La Sécu m'avait accordé un bonus : cinq ans à 100 % !
Je comptais les minutes. Je biffais les jours sur le calendrier.
J'avais mis des lunettes noires … c'était juste avant la Révolution.
Le petit chaperon rouge avait peur du loup, le président Donald du président Kim, l'OM du PSG.
L'intérimaire tremblait devant le contremaitre qui tremblait devant le DRH qui tremblait devant le PDG qui tremblait devant les actionnaires.
Il ne pleuvait jamais. La terre était sèche. Les bêtes mouraient de soif. Les paysans abandonnaient leur campagne et rejoignaient les bidonvilles autour du périphérique … c'était juste avant la Révolution.
Les hommes buvaient, se droguaient, forniquaient. Les femmes buvaient, se droguaient, forniquaient . Les adolescents buvaient, se droguaient, forniquaient.

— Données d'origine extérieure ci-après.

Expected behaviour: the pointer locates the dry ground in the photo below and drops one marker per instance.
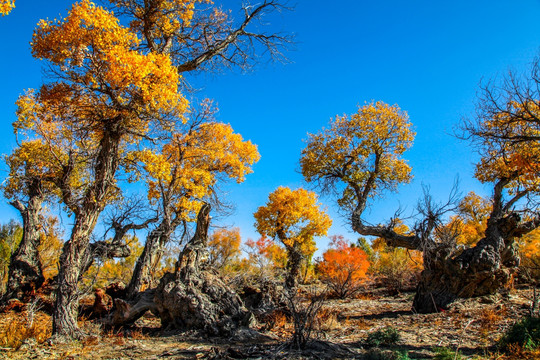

Il y avait des pédophiles à la sortie des écoles, des racistes sur les listes électorales, des salons de massage à la place des librairies , des céréales OGM en promotion, des armes en vente libre, des vêtements qui prenaient feu sous les projecteurs des salles de spectacle, des gladiateurs qui se battaient dans les arènes pour un ticket restaurant ; toutes les chaines
de télévision diffusaient la même image à la même heure avec le même commentaire...c'était juste avant la Révolution.
Je me suis levé lourdement. Le crépuscule tombait.
Mes mains étaient glacées. C'était le début de l'hiver.
Je remontais la rue contournant les ados en skate qui fonçaient dans le brouillard, les mémés en patinettes qui revenaient de la salle de sport.
J'évitais les merdes de chien qui parsemaient le trottoir.
Je comptais les mégots qui jonchaient les pas de porte .
Je n'ai salué personne et personne ne m'a dit un petit bonsoir.
Les passants se précipitaient vers le métro le plus proche , un smartphone à la main, un casque sur les oreilles.
La nuit électrique envahissait ruelles et boulevards... c'était juste avant la Révolution.